Texas Mutual urges roofers to prevent falls in wake of hail storm

The odds of a hail storm happening the same day you bring your new car home are relatively slim. The odds of a softball-size piece of that hail busting through your attic, into your garage and onto your shiny new hood are probably even slimmer.

That’s exactly what happened to a resident of Wylie, a suburb of Dallas, last week.

A large hail storm hammered the area, pummeling cars, shattering windows, toppling trees and punching holes in roofs and skylights. In fact, one resident found pieces of his roof in a nearby shopping center. He estimates the damage at $100,000.

Whether you’re a seasoned construction worker or a do-it-yourselfer looking to save a few bucks, holes in roofs and skylights present safety hazards. You can protect yourself by following these tips.

Cover up
The Occupational Safety and Health Administration (OSHA) defines a hole as a gap or void two inches or more in its least dimension. OSHA requires you to protect holes with guardrails or covers that cannot be moved.

For covers, use at least ¾ inch plywood, and avoid fiberboard and cardboard. The goal is to construct a cover that will support two times the anticipated load. That includes the combined weight of people, equipment and materials.

To promote awareness, label your hole covers: “HOLE.”

Don’t test skylights’ limits
Skylights are an ongoing source of catastrophic injuries and deaths among Texas Mutual policyholders. Remember that skylights have limits. If you test those limits, the consequences can be fatal.

This video tells the story of a supervisor who fell 30 feet to his death through an unguarded skylight.

Never sit on, lean against or step on a skylight or any covering placed over a hole in a roof or floor. They are not designed to support your weight.

Furthermore, exposure to the elements can make skylights brittle and weak. That’s especially true in Texas, where ultraviolet rays beat down on skylights all summer.

Use the big 3
OSHA’s fall protection standards require construction workers to use fall protection when working from heights of six feet or more. OSHA’s general industry fall protection standard is four feet.

Fall protection comes in many shapes and sizes, but the “big 3” are guardrail systems, safety nets and personal fall arrest systems (PFAS). You should use at least one of the big 3 when fall protection is required.

Generally, guardrail systems are your safest choice. That’s because guardrails prevent falls, and safety nets and PFAS’ limit how far you fall.
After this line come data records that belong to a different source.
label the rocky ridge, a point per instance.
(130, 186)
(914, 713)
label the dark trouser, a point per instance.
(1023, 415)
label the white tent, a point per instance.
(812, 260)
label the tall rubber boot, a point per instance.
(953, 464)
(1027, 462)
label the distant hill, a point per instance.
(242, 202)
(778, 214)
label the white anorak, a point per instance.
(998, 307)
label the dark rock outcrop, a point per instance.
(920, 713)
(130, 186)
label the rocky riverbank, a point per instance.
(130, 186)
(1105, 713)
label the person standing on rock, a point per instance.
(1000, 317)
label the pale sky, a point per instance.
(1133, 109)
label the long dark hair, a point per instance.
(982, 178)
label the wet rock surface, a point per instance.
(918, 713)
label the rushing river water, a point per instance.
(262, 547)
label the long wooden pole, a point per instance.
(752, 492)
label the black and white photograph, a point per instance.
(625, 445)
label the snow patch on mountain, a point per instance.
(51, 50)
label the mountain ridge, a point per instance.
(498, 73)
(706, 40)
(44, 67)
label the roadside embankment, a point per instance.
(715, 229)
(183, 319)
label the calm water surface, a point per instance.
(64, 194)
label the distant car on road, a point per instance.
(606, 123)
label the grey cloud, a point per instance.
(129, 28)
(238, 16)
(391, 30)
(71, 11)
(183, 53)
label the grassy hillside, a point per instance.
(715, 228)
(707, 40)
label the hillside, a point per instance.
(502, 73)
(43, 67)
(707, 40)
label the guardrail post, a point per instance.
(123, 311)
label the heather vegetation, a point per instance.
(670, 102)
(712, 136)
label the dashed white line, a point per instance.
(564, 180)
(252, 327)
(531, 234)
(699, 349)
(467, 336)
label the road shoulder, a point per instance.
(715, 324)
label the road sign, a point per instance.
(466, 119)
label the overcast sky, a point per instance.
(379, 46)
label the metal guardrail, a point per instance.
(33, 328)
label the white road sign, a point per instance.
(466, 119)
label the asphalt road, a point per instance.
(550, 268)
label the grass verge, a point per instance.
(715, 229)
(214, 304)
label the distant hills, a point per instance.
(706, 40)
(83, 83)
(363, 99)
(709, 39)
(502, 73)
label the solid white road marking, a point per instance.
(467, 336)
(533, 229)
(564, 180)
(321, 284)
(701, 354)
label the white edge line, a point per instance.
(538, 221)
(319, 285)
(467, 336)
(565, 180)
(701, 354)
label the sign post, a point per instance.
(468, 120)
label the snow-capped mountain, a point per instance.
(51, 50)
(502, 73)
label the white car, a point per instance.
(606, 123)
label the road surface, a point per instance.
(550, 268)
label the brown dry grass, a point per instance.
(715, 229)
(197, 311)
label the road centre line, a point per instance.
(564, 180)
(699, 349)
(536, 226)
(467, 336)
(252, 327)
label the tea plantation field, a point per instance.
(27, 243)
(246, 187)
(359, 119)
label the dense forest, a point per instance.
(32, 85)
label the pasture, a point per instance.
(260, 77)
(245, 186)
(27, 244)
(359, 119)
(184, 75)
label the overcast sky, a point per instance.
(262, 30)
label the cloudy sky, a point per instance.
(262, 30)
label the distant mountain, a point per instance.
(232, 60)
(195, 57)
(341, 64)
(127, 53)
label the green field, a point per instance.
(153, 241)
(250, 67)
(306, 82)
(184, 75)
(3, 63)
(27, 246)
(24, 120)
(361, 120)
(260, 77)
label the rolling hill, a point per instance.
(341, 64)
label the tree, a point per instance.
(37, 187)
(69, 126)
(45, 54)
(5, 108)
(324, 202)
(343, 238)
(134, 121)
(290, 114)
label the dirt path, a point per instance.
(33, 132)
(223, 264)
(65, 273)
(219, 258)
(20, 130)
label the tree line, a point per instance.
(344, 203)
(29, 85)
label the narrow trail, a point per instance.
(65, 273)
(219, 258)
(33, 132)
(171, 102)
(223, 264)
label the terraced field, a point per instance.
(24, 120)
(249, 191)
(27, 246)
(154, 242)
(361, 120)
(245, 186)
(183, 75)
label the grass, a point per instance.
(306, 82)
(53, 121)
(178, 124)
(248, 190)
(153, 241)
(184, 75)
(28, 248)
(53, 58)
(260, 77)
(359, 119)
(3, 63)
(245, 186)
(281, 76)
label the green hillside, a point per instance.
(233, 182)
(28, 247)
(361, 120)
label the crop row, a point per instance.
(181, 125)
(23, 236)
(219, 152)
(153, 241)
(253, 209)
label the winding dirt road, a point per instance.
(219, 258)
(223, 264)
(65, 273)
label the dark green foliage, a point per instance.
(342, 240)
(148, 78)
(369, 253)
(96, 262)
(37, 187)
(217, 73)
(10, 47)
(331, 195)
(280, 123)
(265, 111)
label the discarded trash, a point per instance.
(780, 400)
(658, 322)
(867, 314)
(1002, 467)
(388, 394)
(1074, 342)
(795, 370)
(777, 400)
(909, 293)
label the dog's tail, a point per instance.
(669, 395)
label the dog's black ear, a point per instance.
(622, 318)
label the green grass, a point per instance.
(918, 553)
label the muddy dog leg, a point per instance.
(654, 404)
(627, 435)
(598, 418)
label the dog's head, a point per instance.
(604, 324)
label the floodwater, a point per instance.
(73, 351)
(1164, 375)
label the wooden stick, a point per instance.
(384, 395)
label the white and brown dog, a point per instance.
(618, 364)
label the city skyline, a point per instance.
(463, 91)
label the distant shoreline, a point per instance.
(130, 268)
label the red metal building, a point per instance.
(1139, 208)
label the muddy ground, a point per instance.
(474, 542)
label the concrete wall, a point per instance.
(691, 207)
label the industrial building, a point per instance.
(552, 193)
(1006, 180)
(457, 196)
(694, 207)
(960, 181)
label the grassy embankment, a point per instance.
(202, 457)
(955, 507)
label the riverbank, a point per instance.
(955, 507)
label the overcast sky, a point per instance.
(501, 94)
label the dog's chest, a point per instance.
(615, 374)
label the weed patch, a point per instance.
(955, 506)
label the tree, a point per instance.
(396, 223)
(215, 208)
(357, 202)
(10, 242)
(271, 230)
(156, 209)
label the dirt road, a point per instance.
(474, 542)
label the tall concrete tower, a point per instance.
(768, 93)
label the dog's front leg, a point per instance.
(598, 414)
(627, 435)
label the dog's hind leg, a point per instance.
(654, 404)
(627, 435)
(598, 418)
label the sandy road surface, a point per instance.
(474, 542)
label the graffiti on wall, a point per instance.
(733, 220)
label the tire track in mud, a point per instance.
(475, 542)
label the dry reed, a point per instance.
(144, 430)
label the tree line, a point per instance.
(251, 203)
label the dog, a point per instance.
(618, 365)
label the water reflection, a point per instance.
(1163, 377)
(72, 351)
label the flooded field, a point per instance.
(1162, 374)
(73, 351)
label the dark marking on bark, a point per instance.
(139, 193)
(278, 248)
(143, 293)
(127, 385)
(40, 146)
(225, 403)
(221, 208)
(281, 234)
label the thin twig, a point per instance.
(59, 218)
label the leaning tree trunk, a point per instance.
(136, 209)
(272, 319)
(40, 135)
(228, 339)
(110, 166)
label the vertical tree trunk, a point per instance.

A word about personal fall arrest systems
You can’t always cover or guard a floor or roof opening. For example, maybe you’re installing a skylight or ventilation unit. In that case, you must use a PFAS that includes a full-body harness, lanyard, connectors and appropriate anchorage points (tie-offs). Make sure you only tie off to anchorage points your employer has identified as safe.

You should also inspect your PFAS every time you use it. If you see cracks, breaks, sharp edges or other damage, immediately report it to your supervisor.

Employers: Stand down for safety
OSHA will host its annual Stand Down for Safety event May 2 – 6. The national observance is an opportunity for employers and employees to pause during their busy day and discuss the importance of fall prevention.

Texas Mutual encourages you to visit the campaign website and take advantage of the free training resources. You can access other free materials on OSHA’s Safety Pays. Falls Cost. website, as well as on the Stop Construction Falls website hosted by the Center for Construction Research and Training.